In [3]:
# Quick hack to put us in the root of the repository/pipeline directory
import os
if os.path.exists("02.data_and_forecasts.ipynb"):
    os.chdir("..")

# IceNet Data and Forecast Products

## Context

### Purpose
The IceNet library provides the ability to download, process, train and predict from end to end via a set of command-line interfaces.

Using this notebook one can understand the various data sources, intermediaries and products that arise from the [CLI demonstrator notebook](01.cli_demonstration.ipynb) activities.

### Modelling approach
This modelling approach allows users to immediately utilise the library for producing sea ice concentraion forecasts.

### Highlights
The key features of an end to end run are: 
* Setup: _this was concerned with setting up the conda environment, which remains the same_
* [Download](#Download): we explore the source data downloaded under the `/data/` folder, reusable across multiple environments
* [Process](#Process): we explore the preprocessing outputs in the `/processed/` folder, which can be fed to models directly or further processed into IceNet datasets
* [Train](#Train): we explore the outputs from the training process and ensemble runs, stored within `/results/networks/`
* [Predict](#Predict): we explore the output from the prediction process and ensemble runs, stored within `/results/predict/`

_This follows the same structure as the CLI demonstration notebook so that it's easy to follow step-by-step..._

### Contributions
#### Notebook
James Byrne (author)

__Please raise issues [in this repository](https://github.com/antarctica/IceNet-Pipeline) to suggest updates to this notebook!__ 

Contact me at _jambyr \<at\> bas.ac.uk_ for anything else...

#### Modelling codebase
James Byrne (code author), Tom Andersson (science author)

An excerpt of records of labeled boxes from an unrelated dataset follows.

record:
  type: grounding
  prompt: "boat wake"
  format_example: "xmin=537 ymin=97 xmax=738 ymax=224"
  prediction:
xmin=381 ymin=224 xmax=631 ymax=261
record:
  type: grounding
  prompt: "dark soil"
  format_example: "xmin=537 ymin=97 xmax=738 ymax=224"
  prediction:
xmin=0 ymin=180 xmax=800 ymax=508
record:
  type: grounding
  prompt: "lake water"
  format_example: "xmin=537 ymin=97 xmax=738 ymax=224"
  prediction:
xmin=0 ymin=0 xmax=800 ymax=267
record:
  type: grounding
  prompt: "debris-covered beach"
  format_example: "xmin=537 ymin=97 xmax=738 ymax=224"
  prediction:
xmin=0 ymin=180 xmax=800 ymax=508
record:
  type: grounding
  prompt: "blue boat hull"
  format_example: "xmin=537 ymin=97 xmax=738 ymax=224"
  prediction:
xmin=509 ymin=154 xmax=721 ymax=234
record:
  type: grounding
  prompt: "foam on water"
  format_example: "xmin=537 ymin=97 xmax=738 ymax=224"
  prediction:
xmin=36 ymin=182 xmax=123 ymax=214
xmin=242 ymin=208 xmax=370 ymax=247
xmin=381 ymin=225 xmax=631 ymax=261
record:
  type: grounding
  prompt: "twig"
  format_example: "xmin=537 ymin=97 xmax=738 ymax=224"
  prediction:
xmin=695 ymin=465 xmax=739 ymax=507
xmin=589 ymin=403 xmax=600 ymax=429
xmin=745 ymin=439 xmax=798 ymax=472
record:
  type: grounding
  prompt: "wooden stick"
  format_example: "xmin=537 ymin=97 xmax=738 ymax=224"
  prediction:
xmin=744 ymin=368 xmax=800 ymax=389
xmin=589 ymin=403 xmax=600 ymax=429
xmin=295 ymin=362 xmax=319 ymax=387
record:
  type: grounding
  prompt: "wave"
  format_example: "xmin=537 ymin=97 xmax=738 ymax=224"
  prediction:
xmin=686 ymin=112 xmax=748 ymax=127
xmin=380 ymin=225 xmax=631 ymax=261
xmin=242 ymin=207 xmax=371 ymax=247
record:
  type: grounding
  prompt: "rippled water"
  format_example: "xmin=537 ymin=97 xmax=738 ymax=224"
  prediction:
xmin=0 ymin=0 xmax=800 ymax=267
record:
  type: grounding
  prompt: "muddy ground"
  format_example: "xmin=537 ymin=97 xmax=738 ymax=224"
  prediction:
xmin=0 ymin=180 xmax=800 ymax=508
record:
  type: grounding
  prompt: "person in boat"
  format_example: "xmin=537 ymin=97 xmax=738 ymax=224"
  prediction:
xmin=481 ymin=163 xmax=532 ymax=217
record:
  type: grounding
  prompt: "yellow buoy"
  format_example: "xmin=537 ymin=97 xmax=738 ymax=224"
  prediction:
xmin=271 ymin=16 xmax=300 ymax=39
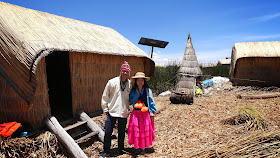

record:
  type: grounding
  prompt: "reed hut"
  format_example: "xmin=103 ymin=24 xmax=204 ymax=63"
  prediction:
xmin=170 ymin=34 xmax=202 ymax=104
xmin=0 ymin=2 xmax=155 ymax=127
xmin=230 ymin=41 xmax=280 ymax=87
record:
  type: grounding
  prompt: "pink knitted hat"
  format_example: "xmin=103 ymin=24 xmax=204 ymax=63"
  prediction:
xmin=121 ymin=61 xmax=130 ymax=72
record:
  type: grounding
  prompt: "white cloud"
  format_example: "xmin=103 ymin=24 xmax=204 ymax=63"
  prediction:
xmin=249 ymin=13 xmax=280 ymax=23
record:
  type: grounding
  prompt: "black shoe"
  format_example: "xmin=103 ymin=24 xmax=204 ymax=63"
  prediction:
xmin=99 ymin=152 xmax=110 ymax=158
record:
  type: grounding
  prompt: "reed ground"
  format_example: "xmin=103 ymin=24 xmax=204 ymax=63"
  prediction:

#### Modelling publications
Andersson, T.R., Hosking, J.S., Pérez-Ortiz, M. et al. Seasonal Arctic sea ice forecasting with probabilistic deep learning. Nat Commun 12, 5124 (2021). https://doi.org/10.1038/s41467-021-25257-4

#### Involved organisations
The Alan Turing Institute and British Antarctic Survey

## Setup

For the purposes of python analysis we use and provide the following header libraries which are heavily utilised within the IceNet project and the pipeline.

In [6]:
import glob, os, sys
import numpy as np, pandas as pd, xarray as xr

## Download

Downloading data using the icenet_data commands produces a dataset specific input data storage directory called `/data` whose source data can be reused across normalisation (`icenet_process*`) and dataset production (`icenet_dataset*`) runs.

In [8]:
os.listdir("data")

['osisaf', 'era5', 'mars.hres', 'masks']

The structure of these directories (aside from masks) have consistent layouts:

In [None]:
!find data/* -type f -a -name '2019-12-*.nc'

With masks being the only caveat. However, masks can be interacted with purely through the `Masks` class from `icenet2.data.sic.mask`.

In [None]:
!find data/masks -type f

### Producing data source videos

One of the easiest ways to inspect source data is to use the `icenet_video_data` command, which will output to `/plot/` in the run directory video(s) corresponding to the selected dataset, hemisphere, variable and year, or all of these items if run with: 

In [None]:
!icenet_video_data era5,osisaf

The equivalent can be run for any dataset under `/data/` with this command. The command also exposes numerous options allowing you to refine via the aforementioned items.

### Data storage structure

The reason for this structure is that it applies consistency no matter how many different implementations of data downloaders and data processors are in place. The IceNet library (see next notebook) inherits this structure per-implementation from a common set of parents. Aside from making programmitically overriding and implementing new functionality easier, this __consistency means that plotting and analysis of the data stores becomes trivial__, aiding both research and production analysis of data all the way through the pipeline, however it's implemented.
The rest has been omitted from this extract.